No, it won't work. You need a vector with R6K origin of replication and harboring sacB gene. Two vectors I have worked with are pWM91 and pCVD442. 

Thanx Syed. In fact, the plasmid not having an origin of replication is fine for me. (if I am not wrong) The time the plasmid spends in the cell is sufficient to get itself integrated (I am getting colonies with pUC19), but the difficulty is in isolating double crossover mutants. If the plasmid is unable to replicate, that will make me easy to get a mutant with a loss of the plasmid. Please guide if I am wrong.

Yes, you are right and plasmids with R6K ori do not replicate in non lambda pir hosts hence used in suicide plasmids. You are using pUC19 and pJet, both, to the best of my knowledge, contain pMB1 ori and therefore I am unable to understand how you get integrants (merodiploids)?

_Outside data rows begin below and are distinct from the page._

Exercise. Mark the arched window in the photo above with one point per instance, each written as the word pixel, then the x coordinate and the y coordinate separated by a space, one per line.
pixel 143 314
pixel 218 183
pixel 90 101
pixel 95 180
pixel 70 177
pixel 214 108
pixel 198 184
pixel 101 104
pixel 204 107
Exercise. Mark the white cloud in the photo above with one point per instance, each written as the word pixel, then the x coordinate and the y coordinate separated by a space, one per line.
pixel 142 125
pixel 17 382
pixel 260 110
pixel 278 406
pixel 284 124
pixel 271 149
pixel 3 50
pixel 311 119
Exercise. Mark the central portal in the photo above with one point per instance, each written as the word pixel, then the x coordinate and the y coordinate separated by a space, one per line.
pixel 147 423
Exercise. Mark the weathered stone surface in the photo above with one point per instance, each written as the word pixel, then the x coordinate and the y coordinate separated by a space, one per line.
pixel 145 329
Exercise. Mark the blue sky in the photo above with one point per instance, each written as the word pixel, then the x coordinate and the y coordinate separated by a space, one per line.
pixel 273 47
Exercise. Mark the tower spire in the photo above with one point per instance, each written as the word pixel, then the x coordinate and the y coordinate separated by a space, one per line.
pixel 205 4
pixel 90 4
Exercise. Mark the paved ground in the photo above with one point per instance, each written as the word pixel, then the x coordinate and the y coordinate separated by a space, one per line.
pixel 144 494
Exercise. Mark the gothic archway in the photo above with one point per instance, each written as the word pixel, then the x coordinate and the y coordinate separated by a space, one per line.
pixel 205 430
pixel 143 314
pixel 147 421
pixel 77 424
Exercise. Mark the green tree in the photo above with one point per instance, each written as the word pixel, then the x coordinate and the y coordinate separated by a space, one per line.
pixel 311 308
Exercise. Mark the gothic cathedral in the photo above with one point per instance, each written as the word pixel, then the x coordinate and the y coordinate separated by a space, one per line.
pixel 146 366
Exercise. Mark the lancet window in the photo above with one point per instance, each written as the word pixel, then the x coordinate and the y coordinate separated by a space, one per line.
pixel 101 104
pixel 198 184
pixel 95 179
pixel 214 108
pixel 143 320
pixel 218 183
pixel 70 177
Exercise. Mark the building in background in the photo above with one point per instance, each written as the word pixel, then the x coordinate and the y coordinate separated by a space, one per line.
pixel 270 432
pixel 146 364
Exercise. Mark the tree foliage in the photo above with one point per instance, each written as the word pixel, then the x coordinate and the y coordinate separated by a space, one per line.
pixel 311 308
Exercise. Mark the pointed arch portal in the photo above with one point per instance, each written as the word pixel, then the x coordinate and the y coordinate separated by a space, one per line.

What is the length of the gene flanking the Kan cassette? The medium you are using, it contains salt? At what temperature you are incubating cells?

Correction... Yes, ColE1 based plasmids do not replicate in Acinetobacter baumannii and there both pUC19 and pJet can be used as suicide vectors. 

Thanx Syed. With this, I am assuming that I will get a clone of pUC19-SacB or pJET-SacB and clone the Kan cassette therein. The length of my cassette is Forward-Kan-Reverse = 312+937+313 = 1562. DNA is eluted with Nuclease-free Water. Incubate cell at 37 deg C. After getting integrants, I subculture them in LB broth with and without selection to allow plasmid loss. Any more suggestion/improvements regarding isolation of the double-crossover will be helpful. Again, thanks for taking time for this conversation.

I am afraid that flanking sequences are not long enough. Homologous recombination works best with 500 or so bases, in fact, I prefer 700-1000 bases on each side. Secondly, the culture medium should not contain NaCl and sacB expresses best at room temperature. Give these suggestions are try.

Thanx Syed for the suggestions. I will certainly try them.